According to Farkash, the plastic post they make are extremely environmentally friendly as the post can last a lifetime unlike the current wooden post which has to be replaced frequently. “The post we make come out black and they are so hard you can’t break them. We had it in a vice trying to break it and we couldn’t do it, when we did finally break one it is almost like fiberglass, it’s a different kind of plastic.” commented Farkash. “It seems harder than a fir wood, we can pound a staple in it and the staple you have to get it straight when it goes in there, but with wood when it gets wet it shrinks and then the staple comes out and so these plastic posts don’t do that because water doesn’t affect it. You can saw this material with a hand saw, you can saw it with a wood saw, you can saw it with a chainsaw everything you would do with a wood one but it’s plastic, the consumer doesn’t have to change anything, the only difference is these posts will last forever.”

Farkash also says that the counties have acres of grain bags with no place to go, like a mountain of tires, and said that 37 to 38 counties have bags all over the place that they don’t know what to do with them.

“The counties have been shipping them into the States and have to pay the trucking to do that, to get rid of it and there is an environmental fee they have on the plastic so they do get paid for that end of it.

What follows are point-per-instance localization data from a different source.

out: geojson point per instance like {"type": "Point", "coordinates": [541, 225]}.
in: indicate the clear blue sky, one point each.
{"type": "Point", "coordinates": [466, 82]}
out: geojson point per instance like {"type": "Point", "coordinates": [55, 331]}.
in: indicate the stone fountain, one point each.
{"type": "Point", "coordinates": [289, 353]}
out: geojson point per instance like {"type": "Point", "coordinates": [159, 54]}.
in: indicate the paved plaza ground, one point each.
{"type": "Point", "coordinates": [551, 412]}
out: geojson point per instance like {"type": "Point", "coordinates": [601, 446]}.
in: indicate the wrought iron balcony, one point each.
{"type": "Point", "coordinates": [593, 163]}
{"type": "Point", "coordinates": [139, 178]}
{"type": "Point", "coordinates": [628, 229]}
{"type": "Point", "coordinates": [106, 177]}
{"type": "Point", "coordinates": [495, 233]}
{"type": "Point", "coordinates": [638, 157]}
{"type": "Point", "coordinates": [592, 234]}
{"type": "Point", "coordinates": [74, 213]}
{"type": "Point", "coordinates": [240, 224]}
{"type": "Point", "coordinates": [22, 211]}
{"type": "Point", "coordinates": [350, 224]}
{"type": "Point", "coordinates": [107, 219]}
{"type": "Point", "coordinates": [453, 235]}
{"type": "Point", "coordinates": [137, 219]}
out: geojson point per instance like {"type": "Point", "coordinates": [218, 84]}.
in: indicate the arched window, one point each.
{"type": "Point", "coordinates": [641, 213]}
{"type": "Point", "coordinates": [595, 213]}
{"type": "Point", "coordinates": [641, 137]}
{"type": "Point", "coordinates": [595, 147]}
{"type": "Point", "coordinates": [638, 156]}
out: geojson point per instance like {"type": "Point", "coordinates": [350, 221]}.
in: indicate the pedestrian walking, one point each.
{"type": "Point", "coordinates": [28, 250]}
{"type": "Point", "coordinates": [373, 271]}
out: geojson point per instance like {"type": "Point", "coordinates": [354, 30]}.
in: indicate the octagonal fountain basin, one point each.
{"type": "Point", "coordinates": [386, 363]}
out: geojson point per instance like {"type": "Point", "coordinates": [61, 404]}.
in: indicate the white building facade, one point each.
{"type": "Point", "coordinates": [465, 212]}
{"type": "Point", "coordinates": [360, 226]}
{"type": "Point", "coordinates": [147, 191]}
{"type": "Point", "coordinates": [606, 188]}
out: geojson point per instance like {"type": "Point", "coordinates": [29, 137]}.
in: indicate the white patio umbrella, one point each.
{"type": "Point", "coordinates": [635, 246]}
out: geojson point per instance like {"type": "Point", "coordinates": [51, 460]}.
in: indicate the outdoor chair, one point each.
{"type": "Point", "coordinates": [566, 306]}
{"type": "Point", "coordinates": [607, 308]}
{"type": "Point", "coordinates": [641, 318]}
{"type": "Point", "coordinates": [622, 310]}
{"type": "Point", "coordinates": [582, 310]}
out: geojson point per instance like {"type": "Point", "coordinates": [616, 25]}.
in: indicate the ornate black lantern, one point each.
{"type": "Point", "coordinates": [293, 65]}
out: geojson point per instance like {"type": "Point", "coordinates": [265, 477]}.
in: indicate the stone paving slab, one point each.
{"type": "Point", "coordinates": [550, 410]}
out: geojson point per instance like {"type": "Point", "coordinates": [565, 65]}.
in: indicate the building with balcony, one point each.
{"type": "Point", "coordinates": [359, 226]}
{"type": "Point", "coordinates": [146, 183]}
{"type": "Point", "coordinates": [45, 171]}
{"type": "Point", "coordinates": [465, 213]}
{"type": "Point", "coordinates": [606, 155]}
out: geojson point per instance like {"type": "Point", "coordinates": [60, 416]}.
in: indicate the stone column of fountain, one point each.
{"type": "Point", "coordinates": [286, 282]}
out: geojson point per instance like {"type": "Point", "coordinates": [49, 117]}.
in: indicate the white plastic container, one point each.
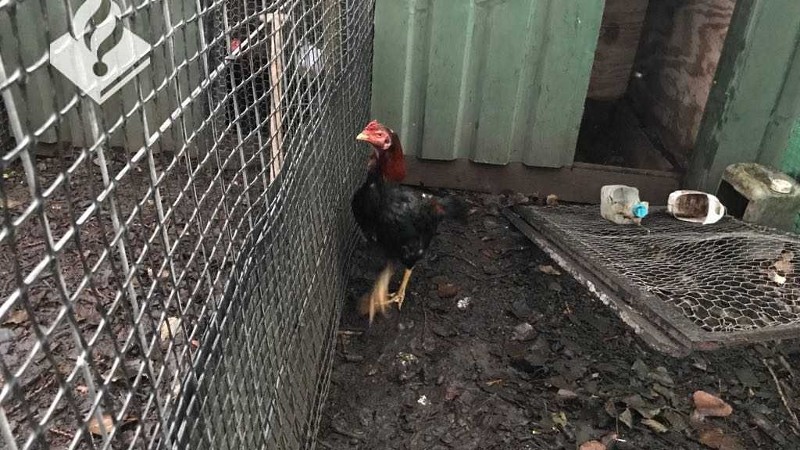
{"type": "Point", "coordinates": [695, 206]}
{"type": "Point", "coordinates": [621, 204]}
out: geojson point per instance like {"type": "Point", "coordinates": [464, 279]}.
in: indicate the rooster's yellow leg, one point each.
{"type": "Point", "coordinates": [378, 298]}
{"type": "Point", "coordinates": [400, 296]}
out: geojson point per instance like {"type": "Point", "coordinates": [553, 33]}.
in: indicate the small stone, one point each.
{"type": "Point", "coordinates": [566, 394]}
{"type": "Point", "coordinates": [447, 290]}
{"type": "Point", "coordinates": [7, 335]}
{"type": "Point", "coordinates": [351, 357]}
{"type": "Point", "coordinates": [523, 332]}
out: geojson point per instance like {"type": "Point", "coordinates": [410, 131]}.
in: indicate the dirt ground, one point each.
{"type": "Point", "coordinates": [493, 350]}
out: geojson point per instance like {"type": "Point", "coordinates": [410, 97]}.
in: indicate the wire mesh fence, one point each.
{"type": "Point", "coordinates": [705, 285]}
{"type": "Point", "coordinates": [172, 266]}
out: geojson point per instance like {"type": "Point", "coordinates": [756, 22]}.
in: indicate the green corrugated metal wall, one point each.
{"type": "Point", "coordinates": [495, 81]}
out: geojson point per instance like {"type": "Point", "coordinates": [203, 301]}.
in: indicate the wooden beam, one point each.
{"type": "Point", "coordinates": [580, 183]}
{"type": "Point", "coordinates": [752, 76]}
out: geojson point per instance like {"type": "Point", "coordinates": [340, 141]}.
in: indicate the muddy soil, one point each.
{"type": "Point", "coordinates": [496, 349]}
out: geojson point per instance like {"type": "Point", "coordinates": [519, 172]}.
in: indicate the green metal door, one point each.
{"type": "Point", "coordinates": [493, 81]}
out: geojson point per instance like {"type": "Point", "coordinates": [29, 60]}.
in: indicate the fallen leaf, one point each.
{"type": "Point", "coordinates": [676, 420]}
{"type": "Point", "coordinates": [713, 437]}
{"type": "Point", "coordinates": [17, 317]}
{"type": "Point", "coordinates": [94, 425]}
{"type": "Point", "coordinates": [447, 290]}
{"type": "Point", "coordinates": [170, 327]}
{"type": "Point", "coordinates": [627, 418]}
{"type": "Point", "coordinates": [559, 419]}
{"type": "Point", "coordinates": [592, 445]}
{"type": "Point", "coordinates": [566, 394]}
{"type": "Point", "coordinates": [655, 425]}
{"type": "Point", "coordinates": [707, 405]}
{"type": "Point", "coordinates": [549, 270]}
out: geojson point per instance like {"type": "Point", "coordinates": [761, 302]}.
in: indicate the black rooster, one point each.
{"type": "Point", "coordinates": [400, 220]}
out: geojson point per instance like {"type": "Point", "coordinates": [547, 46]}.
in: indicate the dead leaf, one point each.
{"type": "Point", "coordinates": [627, 418]}
{"type": "Point", "coordinates": [707, 405]}
{"type": "Point", "coordinates": [94, 425]}
{"type": "Point", "coordinates": [592, 445]}
{"type": "Point", "coordinates": [549, 270]}
{"type": "Point", "coordinates": [170, 327]}
{"type": "Point", "coordinates": [655, 425]}
{"type": "Point", "coordinates": [559, 419]}
{"type": "Point", "coordinates": [17, 317]}
{"type": "Point", "coordinates": [447, 290]}
{"type": "Point", "coordinates": [713, 437]}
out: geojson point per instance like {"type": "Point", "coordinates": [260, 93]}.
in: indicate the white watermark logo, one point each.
{"type": "Point", "coordinates": [99, 58]}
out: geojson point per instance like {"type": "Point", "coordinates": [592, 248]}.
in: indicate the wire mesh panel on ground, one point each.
{"type": "Point", "coordinates": [172, 266]}
{"type": "Point", "coordinates": [701, 286]}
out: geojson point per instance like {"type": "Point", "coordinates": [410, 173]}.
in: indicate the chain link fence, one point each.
{"type": "Point", "coordinates": [173, 255]}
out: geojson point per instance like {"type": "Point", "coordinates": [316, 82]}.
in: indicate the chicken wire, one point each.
{"type": "Point", "coordinates": [171, 277]}
{"type": "Point", "coordinates": [702, 286]}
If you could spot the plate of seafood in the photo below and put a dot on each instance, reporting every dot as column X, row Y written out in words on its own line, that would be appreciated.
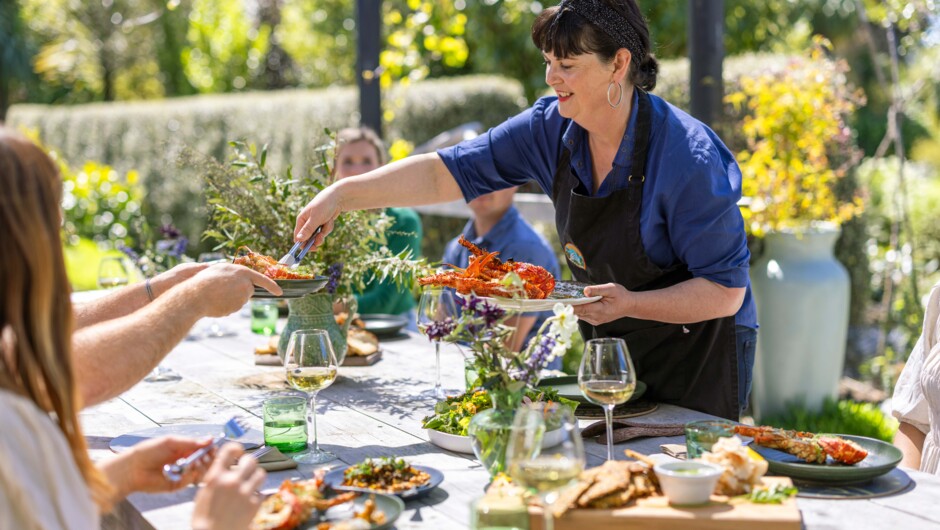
column 391, row 476
column 830, row 458
column 485, row 276
column 294, row 282
column 302, row 504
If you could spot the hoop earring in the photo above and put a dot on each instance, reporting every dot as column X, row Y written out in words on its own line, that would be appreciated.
column 619, row 97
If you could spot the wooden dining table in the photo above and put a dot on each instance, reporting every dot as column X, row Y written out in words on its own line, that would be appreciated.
column 377, row 411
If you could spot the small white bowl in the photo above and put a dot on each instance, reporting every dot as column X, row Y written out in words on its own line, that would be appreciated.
column 687, row 483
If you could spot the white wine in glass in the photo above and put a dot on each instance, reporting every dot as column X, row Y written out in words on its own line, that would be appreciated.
column 607, row 378
column 311, row 379
column 311, row 366
column 436, row 305
column 546, row 468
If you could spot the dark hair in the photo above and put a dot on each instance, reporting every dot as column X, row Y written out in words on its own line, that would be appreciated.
column 572, row 34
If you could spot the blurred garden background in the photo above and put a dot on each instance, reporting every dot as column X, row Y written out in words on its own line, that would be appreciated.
column 832, row 105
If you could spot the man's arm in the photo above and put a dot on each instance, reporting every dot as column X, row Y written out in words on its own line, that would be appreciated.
column 112, row 356
column 124, row 301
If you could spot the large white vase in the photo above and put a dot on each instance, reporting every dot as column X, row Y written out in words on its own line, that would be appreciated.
column 802, row 296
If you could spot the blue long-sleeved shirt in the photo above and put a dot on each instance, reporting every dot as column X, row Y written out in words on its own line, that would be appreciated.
column 689, row 212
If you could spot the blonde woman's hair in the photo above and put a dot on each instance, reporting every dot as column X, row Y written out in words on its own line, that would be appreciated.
column 352, row 135
column 36, row 320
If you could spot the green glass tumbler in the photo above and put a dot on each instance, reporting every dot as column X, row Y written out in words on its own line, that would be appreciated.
column 700, row 436
column 285, row 423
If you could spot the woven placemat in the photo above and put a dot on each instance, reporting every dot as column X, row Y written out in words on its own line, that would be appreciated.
column 627, row 430
column 627, row 410
column 888, row 484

I would just like to recycle it here locally, why not? If we can put money in our economy here and do whatever,” said Farkash. He also went on to say that, “we are taking a product they are burying and they don’t know what to do with and we are reusing it to refine it into something that people can use. Waste product to refine waste products and I think that has got to be the next phase.”

Farkash says that he has no engineering background but that he builds a lot of stuff and that he is really into recycling and that he utilizes items that people would throw away.

“I think we need a whole new generation that can think outside the box, if they can it will change the world like Henry Ford did.

I think it’s really cool in a small town with the farm sector doing whatever and everyone is worried about COVID that we could utilize stuff that people throw away. I think right now the brightest future in industry is recycling stuff, when you think about it that we can take wood pallets and cooking oil that is burnable and I use it as energy to recycle and make plastic posts,” said Farkash.